Detective Nick Bannister (Hugh Jackman) makes a living off selling his clients the ability to access old memories via a machine where you submerge yourself in a tank of water. Business never dries up because, as Nick says in one of his several voice over narrations, “nothing is more addicting than the past.” Nick is a victim of this reality himself. He uses his machine to frequently revisit memories containing a former client, Mae. Rebecca Ferguson plays our femme fatale, stepping onto the scene in a chic red dress looking for a pair of missing earrings – Ferguson is cold and guarded, but when she sings her melodies are warm and inviting. Nick is obsessed with Mae, and that is why when she suddenly disappears, he stops at nothing to find her. “People don’t just vanish!” Detective Bannister’s investigation takes him from rooftop chases to the docks of an impoverished New Orleans. He bumps heads with a drug lord and a disfigured ex-cop. It may cost him his life, but Nick has been consumed by the mystery and needs to find an answer.

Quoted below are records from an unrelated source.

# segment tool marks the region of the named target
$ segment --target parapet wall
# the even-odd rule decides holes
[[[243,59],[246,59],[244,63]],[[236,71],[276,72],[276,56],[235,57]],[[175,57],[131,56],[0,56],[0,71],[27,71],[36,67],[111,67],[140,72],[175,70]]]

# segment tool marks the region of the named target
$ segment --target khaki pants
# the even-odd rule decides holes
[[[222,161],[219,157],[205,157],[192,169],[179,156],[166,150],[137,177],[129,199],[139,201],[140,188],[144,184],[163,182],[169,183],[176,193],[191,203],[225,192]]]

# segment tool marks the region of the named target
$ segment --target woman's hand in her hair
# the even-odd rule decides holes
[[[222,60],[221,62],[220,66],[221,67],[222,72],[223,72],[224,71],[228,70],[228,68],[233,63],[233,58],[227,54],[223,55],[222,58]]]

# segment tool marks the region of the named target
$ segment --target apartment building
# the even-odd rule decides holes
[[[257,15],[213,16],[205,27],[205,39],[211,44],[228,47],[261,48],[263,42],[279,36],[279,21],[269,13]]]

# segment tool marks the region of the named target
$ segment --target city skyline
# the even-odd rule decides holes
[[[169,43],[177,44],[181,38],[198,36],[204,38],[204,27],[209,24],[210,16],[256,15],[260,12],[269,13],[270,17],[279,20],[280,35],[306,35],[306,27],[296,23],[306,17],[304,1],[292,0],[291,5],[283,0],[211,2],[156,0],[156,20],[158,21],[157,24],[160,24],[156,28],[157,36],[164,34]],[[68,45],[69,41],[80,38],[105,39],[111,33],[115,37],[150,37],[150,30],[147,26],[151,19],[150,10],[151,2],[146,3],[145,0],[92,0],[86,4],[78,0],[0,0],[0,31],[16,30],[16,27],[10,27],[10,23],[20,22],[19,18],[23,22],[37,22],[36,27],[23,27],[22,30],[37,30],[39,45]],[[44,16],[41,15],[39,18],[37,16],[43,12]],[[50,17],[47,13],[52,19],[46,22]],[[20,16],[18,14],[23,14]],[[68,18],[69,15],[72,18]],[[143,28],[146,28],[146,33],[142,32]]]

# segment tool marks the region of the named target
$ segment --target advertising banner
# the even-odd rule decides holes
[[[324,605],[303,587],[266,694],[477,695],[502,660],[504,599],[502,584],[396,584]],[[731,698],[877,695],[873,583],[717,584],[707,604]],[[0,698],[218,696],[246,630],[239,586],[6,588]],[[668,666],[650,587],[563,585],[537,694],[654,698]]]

Hugh Jackman has always been a reliable leading man. He’s been Wolverine and P.T. Barnum, but his vulnerable performance here reminds me of his role in Denis Villeneuve’s Prisoners. Both characters are addicted to the search of a missing person and there are no lengths they won’t go to find them. Jackman also is more of an anti-hero in both films. While Jackman’s descent into obsession is compelling, he is held back by a sentimental script. Lisa Joy, who wrote as well as directed Reminiscence, does not shy from penciling in little phrases fondly looking at the past; the film is about memories after all. However, the sanguine tone of the writing does not match up with the film’s dark and shadowy imagery. Nor does the dialogue flow naturally – characters speak to each other melodramatically as if they were performing themselves.
Reminiscence is a decently entertaining sci-fi flick. The cinematography has an interesting cyberpunk aesthetic, and the futuristic concepts make for a promising premise. However, Joy is unable to capitalize on these qualities. The thematical and tonal incoherence of the script holds the film back, and not even Hugh Jackman can save this project from its own lackluster writing. I fear Reminiscence will be a film forgotten in time like tears in rain.